Rico's legs stood in the fuselage rip while the rest of him worked at using the wing section as a shield to push the dead hylighter away from the foil. With his head and shoulders in the open he could see that the foil lay next to the cliff, with the hylighter spread out between the foil and the sea. A small flap of the bag and two tentacles covered the foil. The whole scene whirled in a lightshow of spore-dust.
No gas out here, he thought. A good offshore breeze.
Rico smelled a greasy char, sickly sweet, as he burned through the hylighter flap with his lasgun. Peeling it back from the fuselage made him even more lightheaded and wobbly-kneed. A thick, steamy smoke filled the cabin and Crista coughed behind him.
"Crista!"
Ben's voice sounded happier than Rico had heard it in a long time. Releasing the flap of hylighter let in some air and some light. The rain had muddied most of the dust, but they'd still had a pretty stiff dose. Rico's head felt as if it was ready to take a big plunge, as if he was clinging to some giant fluke just before it sounded for the deeps. He kept reminding himself aloud, "We've been dusted, it will pass soon."
He ducked back inside and Crista leaned on one elbow, coughing and gasping, and shook her head.
"Ben," her voice was gravelly and deep, "we are saved. Avata will see to it."

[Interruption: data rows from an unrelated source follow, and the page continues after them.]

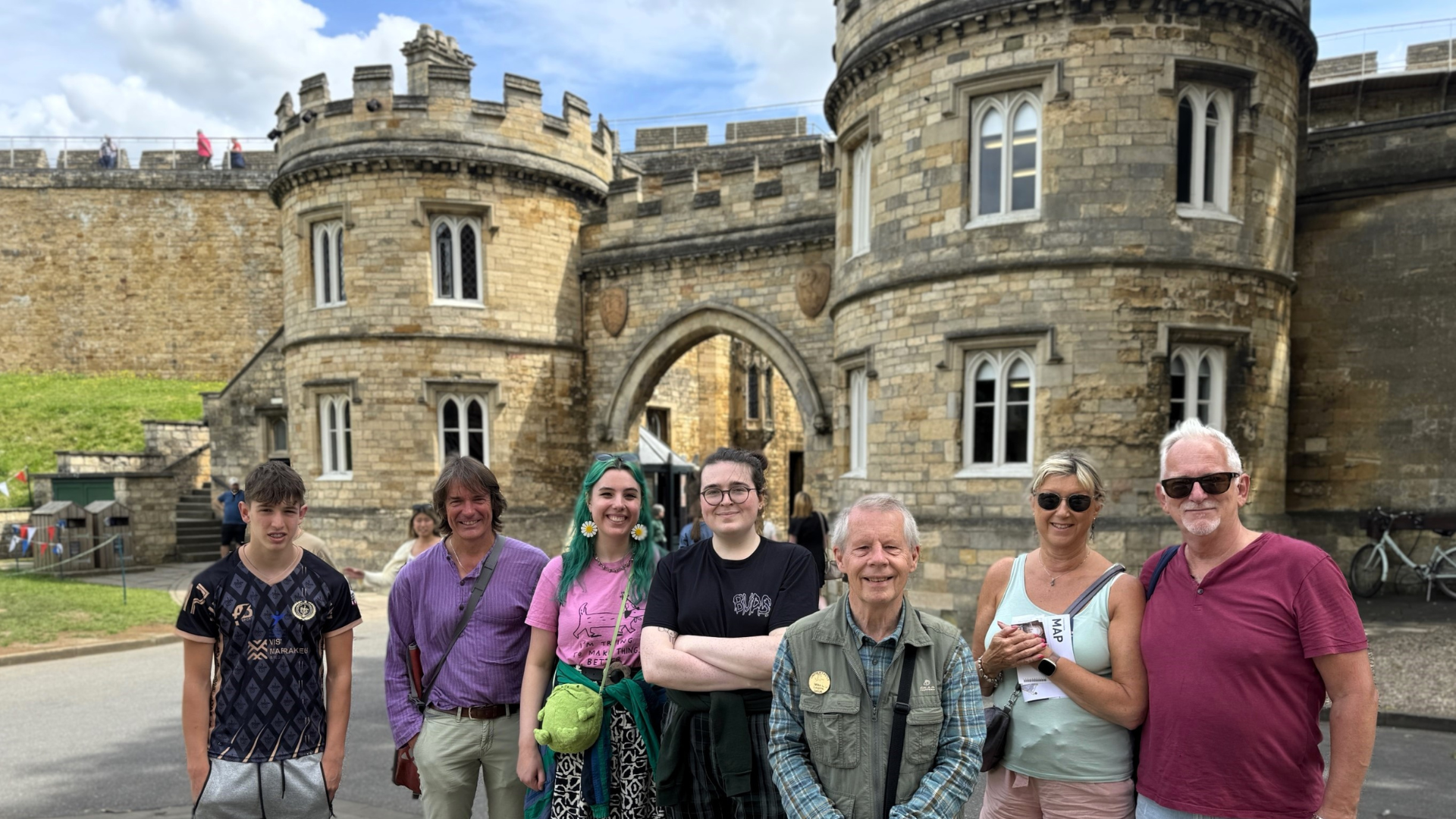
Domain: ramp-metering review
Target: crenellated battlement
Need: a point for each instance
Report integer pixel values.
(730, 203)
(438, 126)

Just then a tentacle slithered through the hole above them. In less than a blink it snaked around Rico's waist and in another it snatched him through the hole. Its grip on his waist was stronger than anything he'd felt in his lifetime, but it didn't hurt. He heard a shout and felt a grab from Ben, then the hole and the foil disappeared from sight and Rico couldn't see anything but water.

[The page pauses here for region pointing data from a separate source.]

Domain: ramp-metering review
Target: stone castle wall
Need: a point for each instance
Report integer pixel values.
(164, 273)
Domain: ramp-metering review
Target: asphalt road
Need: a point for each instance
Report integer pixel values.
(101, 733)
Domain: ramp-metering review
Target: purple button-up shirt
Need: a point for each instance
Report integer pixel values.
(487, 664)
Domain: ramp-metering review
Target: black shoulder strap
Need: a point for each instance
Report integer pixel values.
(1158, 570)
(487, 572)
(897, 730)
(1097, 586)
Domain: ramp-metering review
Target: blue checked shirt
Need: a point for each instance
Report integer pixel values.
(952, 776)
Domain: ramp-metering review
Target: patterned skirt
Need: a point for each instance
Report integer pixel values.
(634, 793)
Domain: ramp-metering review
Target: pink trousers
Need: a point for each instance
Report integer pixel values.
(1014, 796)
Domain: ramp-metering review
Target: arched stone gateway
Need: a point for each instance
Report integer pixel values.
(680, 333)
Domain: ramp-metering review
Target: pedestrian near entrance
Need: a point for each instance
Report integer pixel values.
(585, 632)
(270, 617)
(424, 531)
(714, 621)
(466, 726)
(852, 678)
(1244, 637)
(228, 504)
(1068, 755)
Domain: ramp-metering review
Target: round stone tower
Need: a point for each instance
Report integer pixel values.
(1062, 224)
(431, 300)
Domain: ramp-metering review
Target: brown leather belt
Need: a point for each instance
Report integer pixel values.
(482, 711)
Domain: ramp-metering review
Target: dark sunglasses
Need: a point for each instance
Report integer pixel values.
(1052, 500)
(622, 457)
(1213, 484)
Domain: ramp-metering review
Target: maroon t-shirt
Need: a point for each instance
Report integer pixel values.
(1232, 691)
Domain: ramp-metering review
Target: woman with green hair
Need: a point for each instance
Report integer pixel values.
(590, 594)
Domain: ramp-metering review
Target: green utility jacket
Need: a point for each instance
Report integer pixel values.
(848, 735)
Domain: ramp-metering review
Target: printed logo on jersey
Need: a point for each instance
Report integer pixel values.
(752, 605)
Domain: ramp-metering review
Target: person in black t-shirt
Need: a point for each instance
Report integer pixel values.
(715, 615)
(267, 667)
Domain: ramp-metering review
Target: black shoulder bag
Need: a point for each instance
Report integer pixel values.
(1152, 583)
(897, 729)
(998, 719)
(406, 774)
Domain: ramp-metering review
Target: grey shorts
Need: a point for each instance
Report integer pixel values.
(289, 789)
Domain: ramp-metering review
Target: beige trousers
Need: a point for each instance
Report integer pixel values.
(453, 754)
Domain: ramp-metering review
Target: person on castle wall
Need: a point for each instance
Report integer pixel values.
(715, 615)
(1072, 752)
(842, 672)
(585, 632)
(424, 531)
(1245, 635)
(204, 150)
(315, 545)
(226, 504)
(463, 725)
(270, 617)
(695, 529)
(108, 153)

Therefore, if it was more necessary in those days to satisfy the soldiers than the people, this was because the soldiers had more power than the people. Today. all rulers find it more necessary to satisfy the people than the soldiers, because the former now have more power than the latter.
— Machiavelli, The Prince
Holomaster Rico LaPush was a fine prize indeed. The Immensity respected this human LaPush as a sculptor of images, the best that the humans had ever mustered. For nearly a decade the Immensity had monitored human transmissions in all spectra. Through these transmissions it witnessed the inevitable unraveling of human politics. When it had its own data to compare, it compared, and it found significant facts wanting. From humans it learned to lie. Then it learned the subtle differences between lie and illusion, truth and illumination.
The Immensity intended to learn holography. On its own it had mustered transient illusion at times — ghost ships at sea, phantom radio transmissions — the parlor tricks of broadcast. Holography was more precious than that. The Immensity knew humans, now, and human history. It knew that holography, the pure language of imagery and symbol, would become the interspecies tongue.
There were the other forms, of course — electrical voice-talk of the humans. They spoke to each other of fish concentrations, weather, delivered the mysterious modulations that humans called "music." Except for the music this had been easily understood, but not very interesting. Then the human they dared call "Kelpmaster" began using the kelp itself as a medium of conduction. This private communications channel linked the Orbiter with the Zavatan world, and the kelp heard everything. The Immensity spoke in pictures, and these words over the kelp channel helped weave a picture of the world as it was, and as it could be. Though the Kelpmaster listened, he lacked the subtleties of holography that the Immensity required.